Instead, the agency has focused on digital services and self-help, a less-costly approach that “flies in the face” of data that show taxpayers prefer human interaction, Olson wrote.

“Pushing taxpayers to digital applications only exacerbates the taxpayer anxiety.”

Rettig told a New York University tax conference on Thursday in New York that improving taxpayer service is one of his top priorities. “What we’re trying to do is get to best-in-class service equivalent to what people get when they call an online retailer,” he said.

Olson directed some of her sharpest criticism to a new component of the agency’s 2018-2022 strategic plan that established measuring how well the IRS treats taxpayers by how often they forgo a human interaction in favor of a so-called self-assistance “service channel,” like the IRS website or automated calls with lengthy menu choices.
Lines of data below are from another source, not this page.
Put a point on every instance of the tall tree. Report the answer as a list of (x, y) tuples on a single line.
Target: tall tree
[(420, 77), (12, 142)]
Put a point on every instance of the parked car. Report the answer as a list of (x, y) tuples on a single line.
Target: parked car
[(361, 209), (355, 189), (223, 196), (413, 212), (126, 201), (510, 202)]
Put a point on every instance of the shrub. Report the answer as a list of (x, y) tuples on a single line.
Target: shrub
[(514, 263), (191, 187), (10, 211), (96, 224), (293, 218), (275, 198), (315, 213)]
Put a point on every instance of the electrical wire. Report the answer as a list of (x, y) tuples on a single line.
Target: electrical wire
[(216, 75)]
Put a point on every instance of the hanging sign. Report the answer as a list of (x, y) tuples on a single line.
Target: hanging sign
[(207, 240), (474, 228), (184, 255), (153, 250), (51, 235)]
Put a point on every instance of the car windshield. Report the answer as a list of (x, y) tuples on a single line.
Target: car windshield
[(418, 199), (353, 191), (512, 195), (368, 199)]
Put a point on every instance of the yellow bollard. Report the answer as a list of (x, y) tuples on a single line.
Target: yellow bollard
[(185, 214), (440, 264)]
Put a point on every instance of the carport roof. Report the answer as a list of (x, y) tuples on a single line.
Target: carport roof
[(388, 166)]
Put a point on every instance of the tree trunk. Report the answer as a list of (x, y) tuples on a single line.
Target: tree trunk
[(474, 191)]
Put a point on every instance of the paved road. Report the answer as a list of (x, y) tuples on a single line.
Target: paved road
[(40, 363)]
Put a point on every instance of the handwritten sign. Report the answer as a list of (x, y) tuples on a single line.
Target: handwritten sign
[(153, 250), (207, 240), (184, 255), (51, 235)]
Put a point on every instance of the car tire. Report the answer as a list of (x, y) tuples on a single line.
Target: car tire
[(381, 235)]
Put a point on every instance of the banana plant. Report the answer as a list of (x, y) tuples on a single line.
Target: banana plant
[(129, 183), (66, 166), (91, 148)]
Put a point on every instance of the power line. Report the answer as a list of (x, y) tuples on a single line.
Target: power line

“The taxpayer wants answers and instead gets a runaround,” she wrote. The Trump administration has requested a 5% increase in funding for enforcement and a 6.6% decrease in funding for taxpayer services.

Plan Sought

Under a “Taxpayer First Act” measure that passed Congress and is awaiting President Donald Trump’s signature, the IRS would be required to present a comprehensive customer service strategy to Congress within one year.

“The IRS should use that requirement as an opportunity to think creatively about better ways to truly put ‘taxpayers first,’” Olson said.

Olson also proposed that the IRS employ an "Economic Hardship Indicator" to use “as a factor in prioritizing and categorizing collection cases." Currently, the agency “doesn’t screen for ability to pay before it takes collection actions, thereby causing or worsening financial hardships for financially vulnerable taxpayers.”

The agency “routinely” puts delinquent taxpayers into onerous installment agreements that don’t allow them to pay their basic living expenses, she wrote. The Internal Revenue Code, she added, requires the IRS to "release any levy where a taxpayer is experiencing economic hardship" and to craft a payment plan that includes "allowable living expenses."